Lung ultrasound (LUS) is increasingly used for diagnosing and monitoring shortness of breath due to its portability, low cost, and lack of radiation exposure. It provides real-time lung assessments and is more accurate than chest radiography in detecting conditions such as pneumonia, pneumothorax, pleural effusion, and pulmonary oedema. LUS is particularly useful in emergency departments, intensive care units, and outpatient settings but requires hands-on training and technical skills.
Artificial intelligence (AI), especially deep learning, has shown promise in improving ultrasound image acquisition and interpretation, similar to its application in cardiac ultrasound. While current AI research has focused on expert users, there is a need for AI tools to assist non-expert users in obtaining diagnostic-quality LUS images.

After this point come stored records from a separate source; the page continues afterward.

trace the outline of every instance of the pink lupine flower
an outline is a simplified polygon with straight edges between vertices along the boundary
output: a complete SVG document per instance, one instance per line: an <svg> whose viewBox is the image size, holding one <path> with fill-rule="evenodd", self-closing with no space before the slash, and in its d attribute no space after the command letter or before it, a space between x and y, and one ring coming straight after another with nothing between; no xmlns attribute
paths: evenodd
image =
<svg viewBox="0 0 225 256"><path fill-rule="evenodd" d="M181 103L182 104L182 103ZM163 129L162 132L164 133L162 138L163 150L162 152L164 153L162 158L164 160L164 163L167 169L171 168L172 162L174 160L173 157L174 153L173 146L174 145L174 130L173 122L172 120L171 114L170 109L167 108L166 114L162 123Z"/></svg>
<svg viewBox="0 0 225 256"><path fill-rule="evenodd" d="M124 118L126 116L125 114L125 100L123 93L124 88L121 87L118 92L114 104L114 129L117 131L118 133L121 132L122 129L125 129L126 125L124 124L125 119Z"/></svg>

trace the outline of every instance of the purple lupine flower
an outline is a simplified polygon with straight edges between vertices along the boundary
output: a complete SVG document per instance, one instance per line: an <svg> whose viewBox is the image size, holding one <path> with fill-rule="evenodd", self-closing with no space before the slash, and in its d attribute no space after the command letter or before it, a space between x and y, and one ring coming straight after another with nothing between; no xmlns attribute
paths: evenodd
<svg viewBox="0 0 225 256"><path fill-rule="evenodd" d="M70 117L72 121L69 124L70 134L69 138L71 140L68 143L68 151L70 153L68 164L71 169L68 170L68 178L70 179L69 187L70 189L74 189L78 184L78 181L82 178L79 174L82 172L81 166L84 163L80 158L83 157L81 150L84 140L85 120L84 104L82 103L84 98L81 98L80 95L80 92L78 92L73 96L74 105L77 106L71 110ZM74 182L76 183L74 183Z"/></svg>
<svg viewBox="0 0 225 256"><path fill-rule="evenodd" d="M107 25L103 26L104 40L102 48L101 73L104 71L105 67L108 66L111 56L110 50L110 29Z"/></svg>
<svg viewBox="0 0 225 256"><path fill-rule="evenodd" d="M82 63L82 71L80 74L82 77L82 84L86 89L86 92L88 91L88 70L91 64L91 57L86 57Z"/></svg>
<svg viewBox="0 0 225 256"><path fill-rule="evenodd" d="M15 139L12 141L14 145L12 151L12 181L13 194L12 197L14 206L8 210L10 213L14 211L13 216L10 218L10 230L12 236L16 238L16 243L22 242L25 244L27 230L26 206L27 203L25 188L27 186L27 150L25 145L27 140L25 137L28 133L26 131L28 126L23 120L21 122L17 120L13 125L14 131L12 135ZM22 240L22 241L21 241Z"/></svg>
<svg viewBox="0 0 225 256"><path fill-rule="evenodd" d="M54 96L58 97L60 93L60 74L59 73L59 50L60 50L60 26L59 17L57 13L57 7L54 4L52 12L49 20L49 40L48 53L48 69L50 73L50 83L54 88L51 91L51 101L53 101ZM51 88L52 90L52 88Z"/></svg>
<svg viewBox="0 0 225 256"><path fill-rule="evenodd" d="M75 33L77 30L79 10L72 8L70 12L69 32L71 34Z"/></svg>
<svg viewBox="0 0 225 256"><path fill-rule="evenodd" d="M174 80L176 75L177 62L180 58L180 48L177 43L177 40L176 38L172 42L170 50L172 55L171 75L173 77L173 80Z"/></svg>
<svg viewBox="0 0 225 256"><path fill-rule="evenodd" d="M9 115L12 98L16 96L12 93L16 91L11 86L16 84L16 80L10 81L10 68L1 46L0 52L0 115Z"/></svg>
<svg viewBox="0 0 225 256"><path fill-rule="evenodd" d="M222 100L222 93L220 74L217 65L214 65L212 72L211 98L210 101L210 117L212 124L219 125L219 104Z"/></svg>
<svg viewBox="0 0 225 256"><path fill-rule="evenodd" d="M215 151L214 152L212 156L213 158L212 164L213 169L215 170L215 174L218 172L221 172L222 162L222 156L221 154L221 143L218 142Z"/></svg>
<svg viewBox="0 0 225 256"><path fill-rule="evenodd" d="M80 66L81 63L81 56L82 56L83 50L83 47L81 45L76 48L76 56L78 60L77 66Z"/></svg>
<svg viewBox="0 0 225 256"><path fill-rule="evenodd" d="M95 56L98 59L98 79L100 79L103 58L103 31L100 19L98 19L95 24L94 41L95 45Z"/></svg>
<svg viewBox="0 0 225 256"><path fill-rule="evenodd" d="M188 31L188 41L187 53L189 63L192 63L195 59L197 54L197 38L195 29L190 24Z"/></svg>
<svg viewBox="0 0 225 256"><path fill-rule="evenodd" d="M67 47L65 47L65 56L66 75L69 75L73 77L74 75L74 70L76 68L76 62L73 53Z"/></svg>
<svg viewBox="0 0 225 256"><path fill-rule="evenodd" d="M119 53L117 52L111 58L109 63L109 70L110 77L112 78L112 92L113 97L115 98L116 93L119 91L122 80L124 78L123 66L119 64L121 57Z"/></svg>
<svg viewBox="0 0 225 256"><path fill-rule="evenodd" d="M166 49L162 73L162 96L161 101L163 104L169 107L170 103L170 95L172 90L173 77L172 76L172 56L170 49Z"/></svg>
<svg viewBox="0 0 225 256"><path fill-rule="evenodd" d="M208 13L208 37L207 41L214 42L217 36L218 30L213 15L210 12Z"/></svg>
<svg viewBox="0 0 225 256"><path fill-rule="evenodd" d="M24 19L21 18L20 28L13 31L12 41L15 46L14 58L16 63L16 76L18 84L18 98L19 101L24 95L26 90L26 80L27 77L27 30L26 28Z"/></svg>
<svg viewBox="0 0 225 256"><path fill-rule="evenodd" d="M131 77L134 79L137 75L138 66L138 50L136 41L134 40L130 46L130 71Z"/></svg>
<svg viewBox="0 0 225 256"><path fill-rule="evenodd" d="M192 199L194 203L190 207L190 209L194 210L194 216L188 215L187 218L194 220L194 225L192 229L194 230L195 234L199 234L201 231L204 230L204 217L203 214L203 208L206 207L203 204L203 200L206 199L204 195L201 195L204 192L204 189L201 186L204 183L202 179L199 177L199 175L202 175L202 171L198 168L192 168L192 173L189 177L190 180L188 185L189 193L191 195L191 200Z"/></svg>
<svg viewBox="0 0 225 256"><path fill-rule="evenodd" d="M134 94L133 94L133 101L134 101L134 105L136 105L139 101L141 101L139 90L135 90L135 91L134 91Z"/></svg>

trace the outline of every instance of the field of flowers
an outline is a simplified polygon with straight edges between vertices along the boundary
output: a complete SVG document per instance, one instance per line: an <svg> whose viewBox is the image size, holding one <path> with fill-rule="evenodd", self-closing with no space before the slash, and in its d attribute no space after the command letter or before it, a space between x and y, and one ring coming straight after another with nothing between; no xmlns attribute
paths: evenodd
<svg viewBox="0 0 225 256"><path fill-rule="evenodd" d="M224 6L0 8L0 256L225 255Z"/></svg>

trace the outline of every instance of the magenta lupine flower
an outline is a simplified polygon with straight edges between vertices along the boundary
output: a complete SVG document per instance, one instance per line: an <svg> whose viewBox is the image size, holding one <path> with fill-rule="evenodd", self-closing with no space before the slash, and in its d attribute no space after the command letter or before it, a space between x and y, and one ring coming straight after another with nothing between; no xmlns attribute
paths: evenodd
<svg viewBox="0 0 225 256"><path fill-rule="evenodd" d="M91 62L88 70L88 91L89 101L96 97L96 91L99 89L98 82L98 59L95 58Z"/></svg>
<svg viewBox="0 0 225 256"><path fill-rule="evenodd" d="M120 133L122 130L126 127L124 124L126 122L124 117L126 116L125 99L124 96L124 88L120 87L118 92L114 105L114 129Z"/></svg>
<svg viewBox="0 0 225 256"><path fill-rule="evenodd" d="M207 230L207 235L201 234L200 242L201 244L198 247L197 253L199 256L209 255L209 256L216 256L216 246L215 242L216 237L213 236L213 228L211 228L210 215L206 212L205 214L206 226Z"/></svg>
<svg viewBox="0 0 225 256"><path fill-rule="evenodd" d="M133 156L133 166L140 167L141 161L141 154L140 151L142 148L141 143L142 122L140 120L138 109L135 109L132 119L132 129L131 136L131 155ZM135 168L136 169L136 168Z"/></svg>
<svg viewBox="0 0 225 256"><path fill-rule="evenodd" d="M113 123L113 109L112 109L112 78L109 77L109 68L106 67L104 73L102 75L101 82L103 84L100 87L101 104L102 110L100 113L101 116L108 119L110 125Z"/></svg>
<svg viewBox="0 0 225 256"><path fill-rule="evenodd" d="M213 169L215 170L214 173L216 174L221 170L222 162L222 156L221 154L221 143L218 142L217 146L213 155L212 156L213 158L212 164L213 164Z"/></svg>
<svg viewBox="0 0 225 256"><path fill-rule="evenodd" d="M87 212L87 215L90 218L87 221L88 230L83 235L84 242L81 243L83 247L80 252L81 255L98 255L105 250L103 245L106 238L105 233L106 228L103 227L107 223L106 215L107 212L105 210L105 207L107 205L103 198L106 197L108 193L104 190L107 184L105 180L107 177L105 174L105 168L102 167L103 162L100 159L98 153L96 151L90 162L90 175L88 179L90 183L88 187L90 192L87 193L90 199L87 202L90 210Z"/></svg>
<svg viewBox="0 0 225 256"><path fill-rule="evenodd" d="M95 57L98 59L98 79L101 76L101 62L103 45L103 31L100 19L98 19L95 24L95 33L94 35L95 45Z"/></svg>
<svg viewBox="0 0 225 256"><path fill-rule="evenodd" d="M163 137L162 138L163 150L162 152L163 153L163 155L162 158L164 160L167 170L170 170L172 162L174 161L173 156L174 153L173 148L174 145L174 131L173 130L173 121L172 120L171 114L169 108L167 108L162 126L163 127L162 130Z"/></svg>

A new study evaluates AI’s ability to guide trained healthcare professionals (THCPs) with limited LUS experience in acquiring high-quality images compared to expert users. In this study, participants aged 21 and older with shortness of breath were recruited from four clinical sites. Each participant underwent two LUS exams: one performed by a THCP using AI guidance and the other by a LUS expert without AI. THCPs, including medical assistants, respiratory therapists, and nurses, received standardised AI training for LUS image acquisition before the study.
Lung Guidance AI software utilises deep learning algorithms to guide the acquisition of LUS images and annotate B-lines. It follows an 8-zone LUS protocol and automatically captures diagnostic-quality images.
The primary endpoint of the study was the proportion of THCP-acquired LUS exams deemed diagnostic-quality, as determined by a panel of five masked expert LUS readers who conducted remote reviews and ground truth validation.
The intention-to-treat analysis included 176 participants (46.0% female, mean age 63 years, mean body mass index 31). Overall, 98.3% of THCP-acquired LUS studies were of diagnostic quality, with no statistically significant difference compared to LUS expert–acquired studies.
When assisted by AI guidance software, the THCP group acquired high-quality LUS studies 98.3% of the time, exceeding the 80% benchmark for clinical assessment. This suggests that LUS users with varying levels of experience can produce diagnostic-quality images with the help of AI, which was consistent across diverse patient demographics and BMIs. The AI guidance did not reduce the performance of ultrasound-trained physicians. Although the median acquisition time for AI-aided LUS (15 minutes) was longer than that reported in previous studies (6–8 minutes), the difference may be less significant in resource-limited settings.
The THCP group acquired high-quality images comparable to the expert group in 7 of 8 zones, performing better than experts in zone 6, a region traditionally difficult to image. The study highlights that AI can enhance visualisation and improve lung examination, especially for conditions like lingular pneumonia. While much of the current literature on AI in LUS focuses on artifact identification, this study emphasises AI’s role in image acquisition guidance, addressing a key challenge in LUS practice.
Unlike more complex robotic systems, AI-assisted image capture can be implemented on existing ultrasound machines, providing a cost-effective, faster solution with human oversight. This AI solution could significantly improve diagnostic accuracy and patient care by enabling healthcare professionals at all levels to perform LUS examinations.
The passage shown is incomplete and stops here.